Владимир Кантор - Ногти Страница 3
Владимир Кантор - Ногти читать онлайн бесплатно
Я сдвинул свои тарелки немного в сторону, чтоб не мешать им, и, с приветствием подняв рюмку водки, выпил. И тут вдруг мой взгляд упал на трость с серебряным набалдашником и вязью каких-то слов по самой палке. Именно трость заставила меня поднять голову и посмотреть на неожиданного соседа, увидеть кособокость, неправильный подъем руки, узнать усики и под морщинами уже не очень-то молодого человека увидеть лицо Севки Грановского. Да, ему было по виду уже близко к пятидесяти. Он усмехнулся особой улыбкой, которую я запомнил с того дня, когда он выручил мою бескозырку. А рядом, конечно, сидела его жена, по которой в свое время вздыхали мужики нашего двора. Тогда ее привлекательность, казалось мне, была в удивительно красивой груди. Но вот она вся подувяла, и уж никак нельзя было говорить теперь о прекрасной и юной женской груди. Однако привлекательность осталась. И только тогда я понял, в чем она заключалась и почему Алешка так завидовал Севке. Всё ее лицо выражало состояние полной эротической покорности, но не распутной, а той, которая отдается единственному избраннику. Именно это-то и сводит мужчин с ума. Он усмехнулся, и она тоже улыбнулась, глядя мне прямо в глаза.

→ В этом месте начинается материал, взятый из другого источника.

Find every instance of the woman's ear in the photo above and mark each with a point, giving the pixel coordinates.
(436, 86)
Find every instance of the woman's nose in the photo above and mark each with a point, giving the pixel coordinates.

— Вот видишь, он узнал, — сказала она Севке.
И так мило она это сказала, что я тоже невольно позавидовал Севке.
— Не сразу, — честно признался я. — Хотя рано или поздно встретились бы.
— Почему? Могли и не встретиться, — покривился Севка.
— Я имею в виду — уже после твоего лагеря, ну, как тебя выпустили, поправился я. — Я ведь даже твою книгу о генетике купил да и все передачи о тебе слышал. Для меня, по правде говоря, неожиданно всё это было, я имею в виду твой тамиздат, твои интервью.
Он не ответил, сказав другое:
— А я тебе благодарен. Меня чиновник, который подписывал мои бумаги об освобождении уже здесь, в Москве, пригласил и показал письма в мою защиту. Там и твоя подпись была.
— Господи! Чего только мы тогда не подписывали! — ляпнул я. — Уж больно все противно тогда было. Противнее даже, чем сейчас. Но, — спохватился я, — конечно же, в твою защиту я не мог не подписать.
— Отчасти квиты, — сказал он.
Я вопросительно взглянул на него.
— За твою бескозырку.
— А ты помнишь?
— Конечно. Я вообще всё помню. Я же историк.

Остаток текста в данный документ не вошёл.